Once again the squares and diamonds feature strongly but even so I found this a difficult task.

## Tuesday, 6 April 2021

### The Onitiu Problem on Larger Boards

I have decided to publish my results for the 12x12, 14x14 and 16x16 boards here rather than go to all the trouble of writing the subject up for publication in a journal. I no longer have the patience for that frankly. These were solved in reverse order, the largest 16x16 first because I thought its division into 16 areas 4x4 would make the solution easier by use of the squares and diamonds method in each quarter, and this proved to be the case.

12x12

16x16

14x14

I'm not sure why Blogger has put these images in the wrong order!

In the 14x14 case the sequences of squares (red) and the sequence of complements (green) have no points of intersection, but in the 16x16 case there are two (16 and 144 differing by 128), while in the 12x12 case there are four (two pairs, 9 and 81, 49, and 121, with difference of 72).

## Wednesday, 31 March 2021

### The Onitiu Problem

In 1939 in Fairy Chess Review the Romanian problemist Valeriu Onitiu solved the difficult problem of constructing a symmetric chessboard knight tour with the squares in a knight circuit. It turned out that there is only one possible solution.

I have been looking at this problem to see if it is solvable on larger boards. Initially I found it very difficult. However eventually on 27 March I found a solution on the 16x16 board (which can be split up into 4x4 sections which makes the solution by 'squares and diamonds method' feasible). This quickly led to solution on the 14x14 board, then on the 12x12 board, and finally tonight I solved the 10x10 case. I posted a copy on Twitter (misdated 2921). Here is a better presentation using coloured lines to mark the sequence of squares and the sequence of their complements.

I think I will reserve the other solutions for publication elsewhere in some chess or mathematics journal, where I can write it up in more detail.

### Demolition in Progress

Back in 12 May 2019 and 4 May 2020 I showed photos of the Crewe town centre area where preparations were being made for demolition of many of the old shops including the British Home Stores (BHS) building on the corner of Queen Street and Victoria Street, and also the Clock tower which I had hoped could be saved. Here are some recent photos of the actual demolition in progress.

Photos taken in January (2), February (1), and March (2) of  2021.

Most of the buildings have now been reduced to piles of rubble.

## Monday, 15 March 2021

### Trees

Some snaps of trees from recent walks round Crewe.

The above four are from the Brooklands area between Ford Lane and Broad Street.

This, taken a few days before, is in front of the police station, library, and swimming baths, and on the corner of the grounds of the old bombed-out church.

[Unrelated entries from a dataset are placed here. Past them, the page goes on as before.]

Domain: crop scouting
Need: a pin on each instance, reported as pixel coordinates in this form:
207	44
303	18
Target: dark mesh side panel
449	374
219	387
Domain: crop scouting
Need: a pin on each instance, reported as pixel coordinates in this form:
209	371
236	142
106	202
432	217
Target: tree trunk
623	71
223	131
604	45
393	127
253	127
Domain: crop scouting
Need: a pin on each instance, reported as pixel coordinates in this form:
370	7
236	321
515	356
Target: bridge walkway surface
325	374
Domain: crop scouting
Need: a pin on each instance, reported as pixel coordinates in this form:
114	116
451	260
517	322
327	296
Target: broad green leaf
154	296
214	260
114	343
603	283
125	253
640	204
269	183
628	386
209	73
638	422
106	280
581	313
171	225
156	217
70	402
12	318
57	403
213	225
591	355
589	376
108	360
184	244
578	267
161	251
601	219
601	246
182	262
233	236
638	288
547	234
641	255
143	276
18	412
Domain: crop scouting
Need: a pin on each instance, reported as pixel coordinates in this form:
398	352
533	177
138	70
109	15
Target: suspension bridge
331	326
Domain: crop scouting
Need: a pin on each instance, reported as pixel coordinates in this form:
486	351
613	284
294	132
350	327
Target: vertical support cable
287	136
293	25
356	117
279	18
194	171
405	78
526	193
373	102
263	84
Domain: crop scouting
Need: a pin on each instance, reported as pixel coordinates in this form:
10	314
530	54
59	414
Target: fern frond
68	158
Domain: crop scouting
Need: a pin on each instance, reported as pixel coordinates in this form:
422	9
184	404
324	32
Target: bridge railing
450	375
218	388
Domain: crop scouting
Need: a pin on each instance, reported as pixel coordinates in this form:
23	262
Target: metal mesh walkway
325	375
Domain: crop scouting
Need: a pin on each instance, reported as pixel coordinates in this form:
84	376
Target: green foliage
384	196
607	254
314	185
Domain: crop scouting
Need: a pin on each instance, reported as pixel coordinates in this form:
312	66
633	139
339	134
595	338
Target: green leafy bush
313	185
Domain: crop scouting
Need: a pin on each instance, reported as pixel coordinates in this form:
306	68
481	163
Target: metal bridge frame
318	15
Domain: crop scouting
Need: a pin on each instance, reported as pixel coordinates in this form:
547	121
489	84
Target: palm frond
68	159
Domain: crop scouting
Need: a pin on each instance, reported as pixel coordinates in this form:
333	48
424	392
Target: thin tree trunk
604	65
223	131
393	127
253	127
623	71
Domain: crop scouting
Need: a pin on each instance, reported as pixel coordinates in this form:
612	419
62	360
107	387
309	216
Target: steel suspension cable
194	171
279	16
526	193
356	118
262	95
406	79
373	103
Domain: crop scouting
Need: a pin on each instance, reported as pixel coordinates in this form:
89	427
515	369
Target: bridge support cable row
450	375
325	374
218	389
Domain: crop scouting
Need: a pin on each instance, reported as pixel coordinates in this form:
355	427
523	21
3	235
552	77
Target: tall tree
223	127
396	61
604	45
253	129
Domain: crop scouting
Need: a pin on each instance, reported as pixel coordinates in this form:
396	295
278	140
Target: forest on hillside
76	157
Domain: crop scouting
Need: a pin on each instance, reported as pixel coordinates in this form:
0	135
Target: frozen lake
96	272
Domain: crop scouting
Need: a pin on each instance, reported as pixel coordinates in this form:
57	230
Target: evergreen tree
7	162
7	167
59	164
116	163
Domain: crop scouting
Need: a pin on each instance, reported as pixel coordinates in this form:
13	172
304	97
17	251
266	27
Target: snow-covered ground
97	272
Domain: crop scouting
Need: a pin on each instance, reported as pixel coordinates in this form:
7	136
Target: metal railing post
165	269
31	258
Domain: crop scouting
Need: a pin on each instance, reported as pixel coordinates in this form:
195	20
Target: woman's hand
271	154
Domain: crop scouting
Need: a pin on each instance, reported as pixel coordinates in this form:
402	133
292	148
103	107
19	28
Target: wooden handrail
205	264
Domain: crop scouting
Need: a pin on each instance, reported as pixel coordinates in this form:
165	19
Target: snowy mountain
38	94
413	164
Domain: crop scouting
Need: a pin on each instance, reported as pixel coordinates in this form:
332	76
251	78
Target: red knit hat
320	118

## Saturday, 27 February 2021

### Dawsonian 12x12 Tour

Following on from the 10x10 tours with square numbers in knight chains it suddenly occurred to me that the 12 squares on the 12x12 board could be arranged to show a 3-4-5 triangle.

3-4-5 triangle

It will be seen that my solution makes much use of squares and diamonds in the nine 4x4 areas that the board divides into. It may be improvable in this respect.